For her part, Lazaroff recalls the nerve-fraying pressure of having to rush her grand plans on account of Puck’s insanely optimistic forecasts of when his restaurants would be ready to open. “Chinois was nowhere near ready, and then he tells me he’d promised an anniversary party for David and Gladyce Begelman,” she says. “I said,
‘Are you effin’ kidding me?’
I slept two to four hours a night for fifteen years. I mean, the crazy things he made me do—I wanted to just strangle him most of the time.”
WITH HIS BRAVADO
,
her wackiness, and their very public, spirited bickering, Puck and Lazaroff made for terrific copy, and Reichl was on the scene to capture it all in print. Her “process piece” about the making of Chinois was a vibrant, detail-stuffed feature that evoked Gael Greene’s and Nora Ephron’s articles for
New York
(Reichl on Lazaroff’s demeanor at the work site: “Like a geyser, she explodes at least once a day”). From her perch in Berkeley, Reichl was also well-positioned to thoroughly chronicle Chez Panisse and its ever-growing sphere of influence.
California
magazine had gotten its start in 1977 under the name
New West
, founded by none other than Clay Felker, the visionary behind
New York
and “lifestyle” journalism, who had moved to the Golden State in the mid-seventies.
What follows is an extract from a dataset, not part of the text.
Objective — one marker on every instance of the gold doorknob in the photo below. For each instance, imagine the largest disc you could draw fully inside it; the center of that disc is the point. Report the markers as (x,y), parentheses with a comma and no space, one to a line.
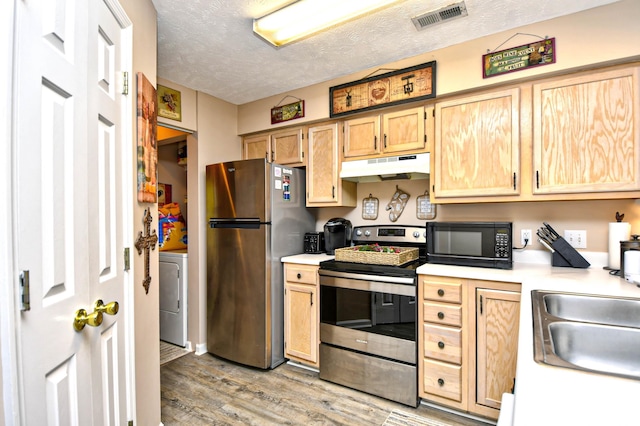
(94,319)
(110,308)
As the California food scene became an ever-bigger deal, the West Coast developed its own group of gifted writers to compare with Claiborne, Greene, Sheraton,
Town & Country
’s James Villas, and
Esquire’s
John Mariani on the East Coast.
The dean of the West Coast crew was the
New West/California
food editor Colman Andrews, a suave, Francophilic food-and-wine know-it-all who cockily declared in a 1979 article that “this state has, arguably, the best French restaurants in the United States”—pointedly distinguishing French
food from “Continental” food, which he derided as a “mongrelized cuisine, in which most things are stuffed, most things are heavily sauced, and many things have cheese melted over them.” In a screwball-comedy twist, Andrews and Reichl were a secret couple, enjoying romantic trysts (Reichl was then married to another man) while they covered the birth of California cuisine.
*
Among the other writers in Andrews’s stable were two veterans of
Rolling Stone’s
early, druggy, San Francisco–based incarnation, Merrill Shindler and Charles Perry, both of whom brought a bit of gonzo sensibility to the magazine’s food coverage.
†
LA’s other heavy hitters were Lois Dwan of the
Los Angeles Times
, Bruce David Colen of
Los Angeles
magazine, and
Gourmet’s
Caroline Bates, though Bates had the whole of California to roam.
FOUR YEARS BEFORE
she wrote her making-of piece about Chinois, Reichl did a similar article about another soon-to-be paradigmatic Los Angeles restaurant, Michael’s. Michael McCarty was a real-life Bret Easton Ellis character, a precociously poised and natty twenty-five-year-old who wore suits, slicked his hair back, went to private schools, and comported himself like a big shot. “I didn’t really like him,” says Puck. “He’s completely different now, but he had too much of a big mouth at the time. He was so arrogant.”